KCs Are Not Potent in Induction of Antigen-Specific T Cell Activation.
The ability of KCs to induce antigen-specific T cell activation was examined using CD4+ OVA-TCR (ovalbumin-T cell receptor) transgenic T cells isolated from OT II mice. KCs, PMs, and splenic DCs were isolated from syngeneic male C57BL/6J wild-type mice. The T cells were cocultured with APCs in the presence of OVA peptide 323-339 (OVA323-339). T cell activation and proliferation were determined by measuring 3H-thymidine uptake and CFSE fluorescence intensities. Consistent with reports in the literature,14, 26 we found that splenic DCs elicited a strong T cell proliferative response as evidenced by high uptake of 3H-thymidine and the increased number of differentiated cells that express lower CFSE intensities. However, measurement of 3H-thymidine uptake and CFSE fluorescence intensities showed that T cells were nearly completely refractory to KC-induced activation (Fig. 2A, B). The data demonstrated that PMs could induce T cell activation in the presence of a low concentration of OVA323-339 (0.1 μg/mL), but T cell proliferation decreased when the amount of antigen was increased to 1 and 10 μg/mL (Fig. 2A). In these cultures, significant amounts of NO were detected (Fig. 2C). Because numerous studies have demonstrated that NO can inhibit T cell proliferation,27–34 the role of NO in the suppression of PM-mediated T cell activation was investigated by adding L-NMMA in the cultures to inhibit NO production (Fig. 2C). The results showed that inhibition of NO drastically increased PM-induced T cell proliferation, at a level similar to that induced by DCs (Fig. 2A). In contrast, NO production was not detectable in KC/T cocultures (data not shown), and the addition of L-NMMA did not affect T cell proliferation (Fig. 2A). These data suggested that the mechanisms for the lack of T cell proliferation induced by KCs and PMs are different.
It is known that T cell activation results in the production of IL-2, up-regulation of IL-2 receptor γ chain (CD25), and the expression of an early activation marker CD69. Subsequently, the activated T cells undergo cell cycle progression and proliferation.
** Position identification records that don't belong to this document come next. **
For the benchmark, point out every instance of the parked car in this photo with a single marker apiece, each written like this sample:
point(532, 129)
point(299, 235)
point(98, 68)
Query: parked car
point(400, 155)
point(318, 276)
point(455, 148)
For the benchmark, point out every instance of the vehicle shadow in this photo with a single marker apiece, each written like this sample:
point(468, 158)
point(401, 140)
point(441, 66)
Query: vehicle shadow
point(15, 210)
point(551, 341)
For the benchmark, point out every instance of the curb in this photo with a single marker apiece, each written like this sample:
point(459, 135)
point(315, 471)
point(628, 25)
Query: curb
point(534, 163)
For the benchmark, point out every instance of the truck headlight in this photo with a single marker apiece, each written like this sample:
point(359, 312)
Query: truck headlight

To examine whether KCs are incompetent in initiating T cell activation or whether they negatively affect T cell proliferation, the indicators for T cell activation were examined by flow cytometry. We found that KC-stimulated T cells expressed similar levels of CD69 as those stimulated by DCs (Fig. 3A). However, instead of one major CD25high T cell population observed after DC stimulation, KC-activated T cells contained two additional subsets that were CD25dim and CD25-negative. Moreover, KC-stimulated T cells produced much lower levels of IL-2 compared with those activated by DCs (Fig. 3B). This suggested that KCs might be able to cause T cell anergy. Anergized T cells should be able to proliferate when exposed to exogenous IL-2. As well, once T cells are anergized, they should not proliferate even when they encounter potent APCs subsequently. We performed the rescue experiment using exogenous IL-2; however, KC-induced T cell proliferation was not increased (data not shown). Moreover, we examined the ability of OTII T cells to respond to DC stimulation after they were cocultured with KCs for 3 days and found that the degree of proliferation of these T cells (counts per minute [CPM] = 75,257 ± 8344) was comparable to that of naïve T cells (CPM = 69,196 ± 11,143), in response to DC elicitation. These results indicated that KCs did not induce T cell anergy.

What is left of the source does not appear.